Susan Berney, representing herself at the High Court, claimed over £800,000 in damages from sole practitioner Thomas Saul for professional negligence over a personal injury claim which settled. Ms Berney had previously taken the case to the Court of Appeal on a limitation issue – and won.
However, Judge Karen Walden-Smith told her that the evidence did not establish that “she would, had it not been for the RTA, have been able to obtain a training contract”.
Judge Walden-Smith, sitting as a High Court judge, said it was “most significant” that Ms Berney had applied for training contracts before the accident and been rejected.
“The sad fact is that many competent individuals who would undoubtedly make good lawyers, fail to achieve that goal,” the judge said. “Ms Berney undoubtedly feels that it is very unfair.
“Her qualities as a lawyer were demonstrated before me, and before the Court of Appeal in the earlier appeal against the strike-out.
“However, that does not mean that it is the RTA that has caused her not to become a solicitor and I find no connection between the RTA and her inability to find employment as a solicitor.
“If I am wrong about that and she would have otherwise have obtained a contract, such a contract would not have been with a City firm (Ms Berney accepted that was an unrealistic goal) and it would have been in a small firm, undertaking publicly-funded work.”
Delivering judgment in Berney v Thomas Saul & Co (Case no.

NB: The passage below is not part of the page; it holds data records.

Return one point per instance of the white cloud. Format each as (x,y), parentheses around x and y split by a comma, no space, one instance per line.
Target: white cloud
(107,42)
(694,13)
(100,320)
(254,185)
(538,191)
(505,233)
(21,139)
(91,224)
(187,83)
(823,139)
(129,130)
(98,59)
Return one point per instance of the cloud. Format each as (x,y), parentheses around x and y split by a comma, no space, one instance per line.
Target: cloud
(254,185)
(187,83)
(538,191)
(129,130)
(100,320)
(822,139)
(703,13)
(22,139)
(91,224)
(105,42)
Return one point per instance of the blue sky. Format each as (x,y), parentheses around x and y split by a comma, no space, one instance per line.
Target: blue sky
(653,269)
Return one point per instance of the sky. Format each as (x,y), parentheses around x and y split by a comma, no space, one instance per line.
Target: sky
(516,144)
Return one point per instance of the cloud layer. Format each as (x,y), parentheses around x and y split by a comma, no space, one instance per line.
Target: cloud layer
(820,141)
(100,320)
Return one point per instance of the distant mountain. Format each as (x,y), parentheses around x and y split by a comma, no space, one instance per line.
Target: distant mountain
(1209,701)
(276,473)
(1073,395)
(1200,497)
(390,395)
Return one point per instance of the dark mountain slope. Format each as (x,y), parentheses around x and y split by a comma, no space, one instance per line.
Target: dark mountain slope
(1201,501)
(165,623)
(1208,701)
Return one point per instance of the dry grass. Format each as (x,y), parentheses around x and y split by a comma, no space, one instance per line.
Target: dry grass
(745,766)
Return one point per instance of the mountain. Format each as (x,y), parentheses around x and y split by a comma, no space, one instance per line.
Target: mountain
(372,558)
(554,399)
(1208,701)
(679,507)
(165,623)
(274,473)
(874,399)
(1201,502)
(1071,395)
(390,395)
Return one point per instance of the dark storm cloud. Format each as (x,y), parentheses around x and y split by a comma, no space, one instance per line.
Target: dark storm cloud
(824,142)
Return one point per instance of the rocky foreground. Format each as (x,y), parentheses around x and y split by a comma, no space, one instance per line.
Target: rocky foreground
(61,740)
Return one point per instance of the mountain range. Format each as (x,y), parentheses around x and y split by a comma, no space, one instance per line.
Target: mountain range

HQ13X04399), reported by Lawtel, the court heard that Ms Berney settled her personal injury claim for £25,000 in November 2005.
Her solicitor, Manchester sole practice Thomas Saul & Co, had issued the claim but failed to file the particulars “in time or at all”. Ms Berney issued a professional negligence claim in 2011, which the law firm failed to strike out, following a hearing in the Court of Appeal.
Judge Walden-Smith said the defendant had now admitted liability for negligence, leaving causation and quantum to be determined.
She praised Ms Berney for the “calm and logical manner in which she presented her case”, saying that proceedings were only halted once, when Ms Berney “broke down completely when describing how she had not achieved her wish to become a solicitor”.
However, the judge said in order to prove her claim that the RTA resulted in “loss of chance” to recover more than the £25,000 plus costs that she had recovered in the settlement, Ms Berney needed “credible and convincing evidence”.
Judge Walden-Smith described the “immediate diagnosis” for Ms Berney as a “moderately severe whiplash”, which even on a “generous assessment” would not allow her to recover more than £5,000 to £6,000, together with up to £3,500 for her phobia of cars and claustrophobia.
In all the circumstances the judge concluded that Ms Berney would not have been likely to recover “anything more than £10,000” and did not have a “real, rather than fanciful, prospect” of recovering more than £25,000. She dismissed Ms Berney’s claim.